Table 1. Confussion Matrix Statistics of Dual RF2† model | |||||
randomForest() | Class: A | Class: B | Class: C | Class: D | Class: E |
---|---|---|---|---|---|
Sensitivity | 0.99 | 0.99 | 0.96 | 0.98 | 1.00 |
Specificity | 1.00 | 0.99 | 1.00 | 1.00 | 1.00 |
Pos Pred Value | 0.99 | 0.97 | 0.98 | 0.99 | 0.99 |
Neg Pred Value | 1.00 | 1.00 | 0.99 | 1.00 | 1.00 |
Prevalence | 0.28 | 0.19 | 0.18 | 0.16 | 0.18 |
Detection Rate | 0.28 | 0.19 | 0.17 | 0.16 | 0.18 |
Detection Prevalence | 0.28 | 0.19 | 0.17 | 0.16 | 0.18 |
Balanced Accuracy | 1.00 | 0.99 | 0.98 | 0.99 | 1.00 |
† The predictions of this model achieved a score of 20 / 20 in the submission part of the project, same as RF1 and KNN models. |
The second one correspond with the boosting GBM method by using the function train(..., method = "gbm")
Table 2. Confussion Matrix Statistics of Boosting GBM† model | |||||
method='gbm' | Class: A | Class: B | Class: C | Class: D | Class: E |
---|---|---|---|---|---|
Sensitivity | 0.97 | 0.88 | 0.86 | 0.92 | 0.95 |
Specificity | 0.98 | 0.97 | 0.98 | 0.99 | 0.99 |
Pos Pred Value | 0.96 | 0.86 | 0.90 | 0.94 | 0.93 |
Neg Pred Value | 0.99 | 0.97 | 0.97 | 0.98 | 0.99 |
Prevalence | 0.28 | 0.19 | 0.18 | 0.17 | 0.18 |
Detection Rate | 0.27 | 0.17 | 0.16 | 0.15 | 0.17 |
Detection Prevalence | 0.28 | 0.19 | 0.17 | 0.16 | 0.18 |
Balanced Accuracy | 0.97 | 0.93 | 0.92 | 0.95 | 0.97 |
† The predictions of this model achieved a score of 19 / 20 in the submission part of the project. |
Now, we are going to use the results of the confusion matrix by confusionMatrix(...)$overall to construct a resume table with the values of kappa and accuracy ---with its correspondent 95% ci--- for each algorithm we've shown in this report in order to have the completed panorama of our finds.
Table 3. Summary of Kappas & Accuracies | |||||||
Accuracy CI | Submission | ||||||
---|---|---|---|---|---|---|---|
method | Kappa | Accuracy | L: 2.5% | U: 97.5% | Score | ||
LDA | 0.3088 | 0.4560 | 0.4450 | 0.4671 | 11/20 | ||
RPART | 0.3992 | 0.5213 | 0.5102 | 0.5324 | 4/20† | ||
KNN | 0.8977 | 0.9191 | 0.9128 | 0.9250 | 20/20‡ | ||
GBM | 0.9012 | 0.9219 | 0.9157 | 0.9277 | 19/20† | ||
RF1 | 0.9776 | 0.9823 | 0.9791 | 0.9851 | 20/20‡ | ||
RF2 | 0.9803 | 0.9845 | 0.9815 | 0.9871 | 20/20‡ | ||
† RPART and GBM methods show that a model which fits the data well does not necessarily forecast well. We should expect RPART doing it better than LDA and GBM than KNN but, it is not the case. ‡ KNN, RF1 and RF2 agree with the same 20 responses to be submited. |
We observe easily, by inspecting Table 3, that the two best accuracy results, both about 98%, agree in the 20 answers ---prior to make the submission--- and there is a third algorithm that also matches these responses. So, with a 98% accuracy and commonality between three different algorithms, all with high accuracy, cause us to be confident that these are the answers ---the predictions of those three methods--- we will submit.

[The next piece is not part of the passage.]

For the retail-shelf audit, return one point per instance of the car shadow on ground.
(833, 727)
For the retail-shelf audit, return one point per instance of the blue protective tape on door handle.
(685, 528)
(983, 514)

And so we did and got a correct result in all 20 answers.
Additionally, the table has added the submission results virtually achieved for each method, once we submitted the answers and got a score of 20 / 20 in the first try we did.
All analyses were performed using R version 3.1.1 (2014-07-10) and RStudio as IDE, with the default base packages parallel, splines, grid, stats, graphics, grDevices, utils, datasets, methods, base, additionally BradleyTerry2, brglm, car, class, cluster, codetools, coin, colorspace, digest, evaluate, foreach, formatR, gtable, gtools, htmltools, iterators, kernlab, labeling, latticeExtra, lme4, Matrix, mboost, minqa, modeltools, munsell, mvtnorm, nlme, nloptr, nnet, nnls, party, proto, quadprog, RColorBrewer, Rcpp, rmarkdown, RSNNS, sandwich, scales, sp, stats4, stringr, strucchange, tools, XML, yaml, zoo and to produce this report in HTML the packages Grmd and knitr.